In Zeiten des erstarkenden Nationalismus entlang ethnisch homogenisierender Identitätsvorstellungen sind heute nicht nur jüdische, sondern mit ihnen in wachsendem Ausmaße muslimische Europäer_innen vielfachen Angriffen ausgesetzt. In Deutschland reichen diese momentan von der unzulänglichen Aufarbeitung der rechtsextremen Hinrichtungen neun türkisch- und griechisch-deutscher Kleinstunternehmer bis zu täglich etwa zehn rassistisch motivierten Straftaten im Jahr 2016. Muslime und Musliminnen, Enkel und Enkelinnen ehemaliger Gastarbeiter und jene, die sich eine offene und vielfältige Gesellschaft wünschen, schließen sich zusammen und versuchen, der wachsenden nationalistischen Wut etwas entgegenzusetzen. Aber was? Mehr Kopftücher in die Talkshows, mehr religiöse Vielfalt im Schulunterricht, fordern die einen; Abschaffung der Privilegien der alteingesessenen Religionen, kontern die anderen.

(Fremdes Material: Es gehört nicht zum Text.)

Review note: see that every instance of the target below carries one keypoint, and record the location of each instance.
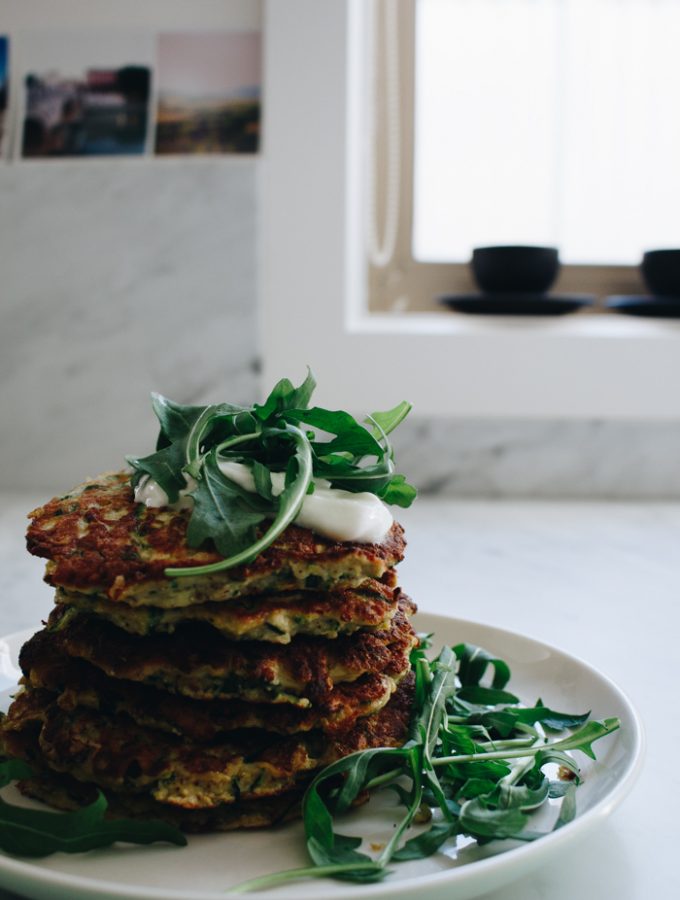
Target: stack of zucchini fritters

Der Ethnologe Arjun Appadurai schrieb vor zehn Jahren ein Buch über „die Angst vor den kleinen Zahlen “ in dem er die Ursprünge sogenannter ethnischer Konflikte untersucht. Er argumentierte darin, dass die liberale politische Theorie ursprünglich Sonderrechte für Minderheiten vorgesehen hatte, die sie als prozedurale und temporäre Zusammenschlüsse von Menschen verstand. Hiermit wollten Denker wie John Stuart Mills und Alexis de Tocqueville politische Systeme vor der „Tyrannei der Mehrheit“ schützen. Nachdem sich dann die europäische Kategorisierung in verschiedene Rassen und Ethnien durch die Kolonialpolitik durchgesetzt und durch Volkszählungen und Landkarten verbreitet hatte, wurden diese Sonderrechte häufig auf sogenannte „substantielle Minderheiten“ übertragen, also auf Minderheiten, die entlang ihrer ethnischen oder religiösen Zugehörigkeit fast unveränderlich festgeschrieben wurden. Statt sich in einem Jahr als ausgebeuteter Bauer für Landreformen und im nächsten als bildungsorientierter Vater für die Einrichtung und Ausstattung von Schulen einzusetzen, wurden Interessen nun langfristig bestimmten ethnisch markierten Minderheiten und Mehrheiten zugeschrieben, und zwar nicht nur von außen, sondern auch durch die Angehörigen dieser als Minderheiten deklarierter Kategorien selbst.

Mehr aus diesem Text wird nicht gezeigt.